Sorry to hear about your travails.

I think you might be better off asking the spark community:

On Wed, Mar 8, 2017 at 3:22 AM, Jonhy Stack <> wrote:

I'm trying to read a s3 bucket from Spark and up until today Spark always complain that the request return 403

    hadoopConf = spark_context._jsc.hadoopConfiguration()
    hadoopConf.set("fs.s3a.access.key", "ACCESSKEY")
    hadoopConf.set("fs.s3a.secret.key", "SECRETKEY")
    hadoopConf.set("fs.s3a.impl", "org.apache.hadoop.fs.s3a.S3AFileSystem")
    logs = spark_context.textFile("s3a://mybucket/logs/*)

Spark was saying .... Invalid Access key [ACCESSKEY]

However with the same ACCESSKEY and SECRETKEY this was working with aws-cli

    aws s3 ls mybucket/logs/

and in python boto3 this was working

    resource = boto3.resource("s3", region_name="us-east-1")
    resource.Object("mybucket", "logs/") \
                .put(Body=open("", "rb"),ContentType="text/x-py")

so my credentials ARE invalid and the problem is definitely something with Spark..

Today I decided to turn on the "DEBUG" log for the entire spark and to my suprise... Spark is NOT using the [SECRETKEY] I have provided but instead... add a random one???

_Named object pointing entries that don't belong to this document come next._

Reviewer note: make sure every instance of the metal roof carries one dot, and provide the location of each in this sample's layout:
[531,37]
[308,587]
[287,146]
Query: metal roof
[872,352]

17/03/08 10:40:04 DEBUG request: Sending Request: HEAD / Headers: (Authorization: AWS ACCESSKEY:**[RANDON-SECRET-KEY]**, User-Agent: aws-sdk-java/1.7.4 Mac_OS_X/10.11.6 Java_HotSpot(TM)_64-Bit_Server_VM/25.65-b01/1.8.0_65, Date: Wed, 08 Mar 2017 10:40:04 GMT, Content-Type: application/x-www-form-urlencoded; charset=utf-8, ) 

This is why it still return 403! Spark is not using the key I provide with fs.s3a.secret.key but instead invent a random one EACH time (everytime I submit the job the random secret key is different)

For the record I'm running this locally on my machine (OSX) with this command

    spark-submit --packages com.amazonaws:aws-java-sdk-pom:1.11.98,org.apache.hadoop:hadoop-aws:2.7.3

Could some one enlighten me on this?